My own wildlife garden has been sadly neglected for the past several years as I’ve struggled to recover from an auto accident. Amazingly, my garden has continued to be a wildlife haven: the birds continued to nest and feed, the garden was full of butterflies, the native bees seemed happy, and the bats swoop around every evening collecting insects.
But last fall I was away for several months as I became my mother’s full-time caretaker while she was ill. And my wildlife garden finally succumbed to all of this neglect. The Norway Maple seedlings grew large, the Sweet Autumn Clematis swallowed everything is sight, English Ivy happily climbed all of the trees, Japanese Stilt Grass has made a thick impenetrable carpet, and lots of other invasive thugs have moved in.
Very few of my native plants remain in the mess that has swallowed my garden. I have been working diligently trying to pull these invaders out of my garden, but to little effect. There is just too many invasives and not enough hours in the day.
Here is a strategy to help you start over with planting your wildlife garden:
Remove all invasive plants: Before planting anything new, it’s essential to get rid of all invasive plants. This includes digging out their roots and removing any seeds.
Plan the garden: Decide on the location and size of the garden, and make a list of native plants that attract wildlife.
Test the soil: Get a soil test to determine soil pH, nutrient levels, and any potential contaminants.

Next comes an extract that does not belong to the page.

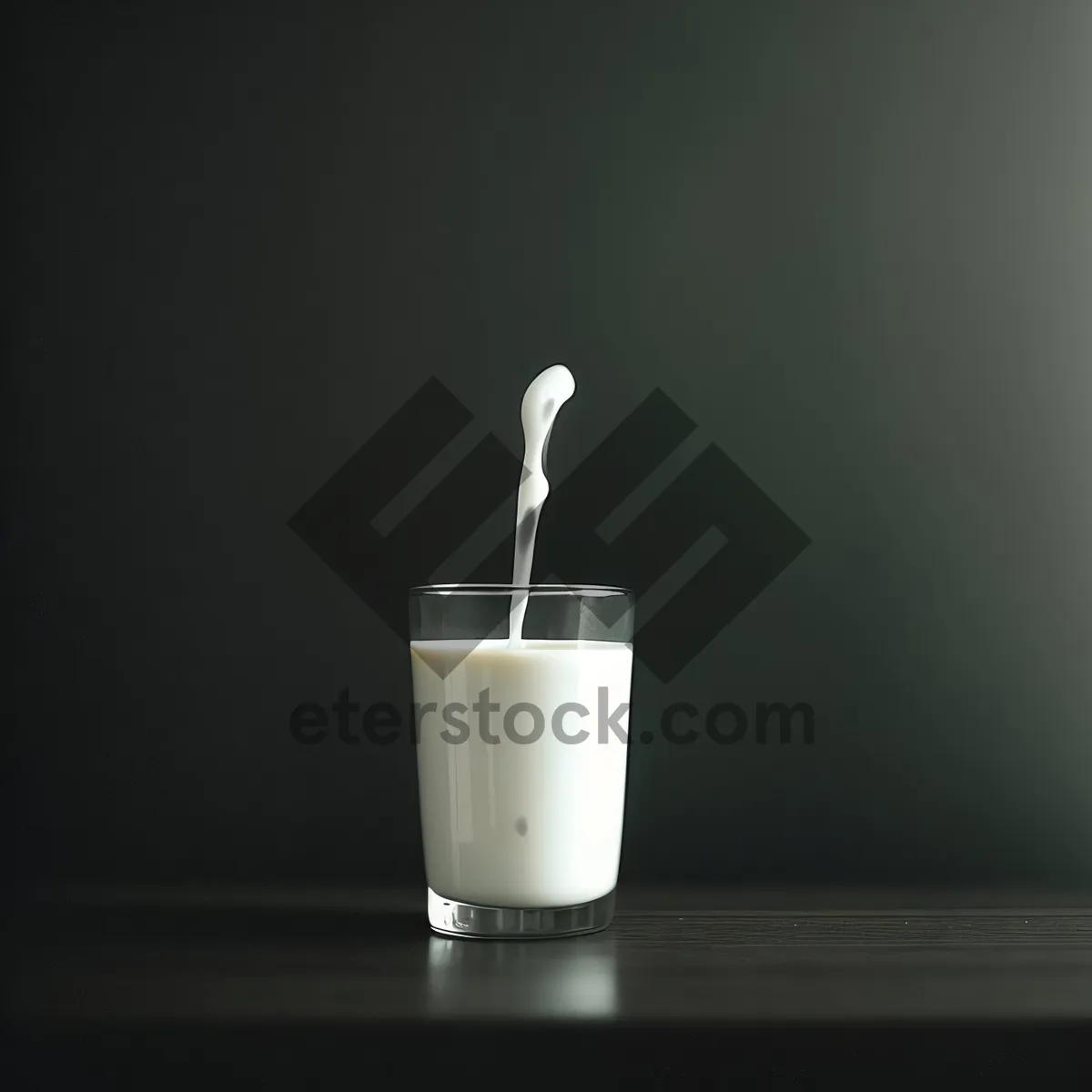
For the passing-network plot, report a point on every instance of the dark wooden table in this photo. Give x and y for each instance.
(146, 986)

This information will help you determine what plants will thrive in your soil.
Choose native plants: Select plants that are native to your region and that support local wildlife.

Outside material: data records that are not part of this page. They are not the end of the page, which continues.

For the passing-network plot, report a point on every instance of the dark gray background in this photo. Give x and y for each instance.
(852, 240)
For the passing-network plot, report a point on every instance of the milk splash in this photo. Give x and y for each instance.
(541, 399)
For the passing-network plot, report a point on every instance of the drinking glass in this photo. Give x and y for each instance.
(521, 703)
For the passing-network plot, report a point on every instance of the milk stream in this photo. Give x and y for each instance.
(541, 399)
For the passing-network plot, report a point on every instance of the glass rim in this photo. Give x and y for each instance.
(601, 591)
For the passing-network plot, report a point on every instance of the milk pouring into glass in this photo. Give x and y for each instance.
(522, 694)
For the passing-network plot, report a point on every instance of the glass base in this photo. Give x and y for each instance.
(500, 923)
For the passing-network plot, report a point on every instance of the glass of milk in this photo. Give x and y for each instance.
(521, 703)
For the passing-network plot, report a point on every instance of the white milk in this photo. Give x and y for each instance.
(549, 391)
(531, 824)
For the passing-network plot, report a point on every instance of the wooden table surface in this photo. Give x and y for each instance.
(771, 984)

Implement weed control: To prevent invasive plants from returning, use mulch and other weed control methods to prevent weed growth.

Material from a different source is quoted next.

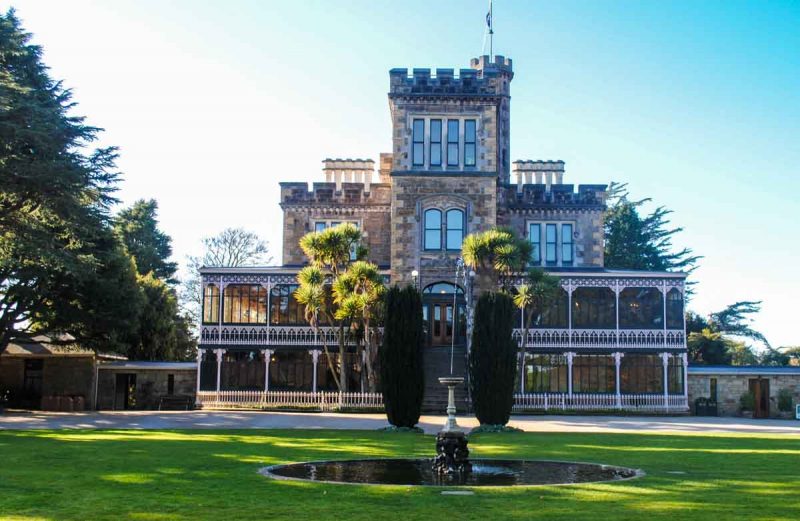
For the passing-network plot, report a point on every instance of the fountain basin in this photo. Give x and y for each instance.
(484, 473)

Plan for maintenance: Develop a maintenance plan to keep the garden healthy and free of invasive plants. This may include pruning, watering, and fertilizing.
Monitor progress: Regularly monitor the garden to ensure it is healthy and thriving. Make any necessary adjustments to the garden to maintain its health and to keep invasive plants at bay.
By following these steps, you can successfully start over with planting your wildlife garden and create a thriving, sustainable environment for wildlife.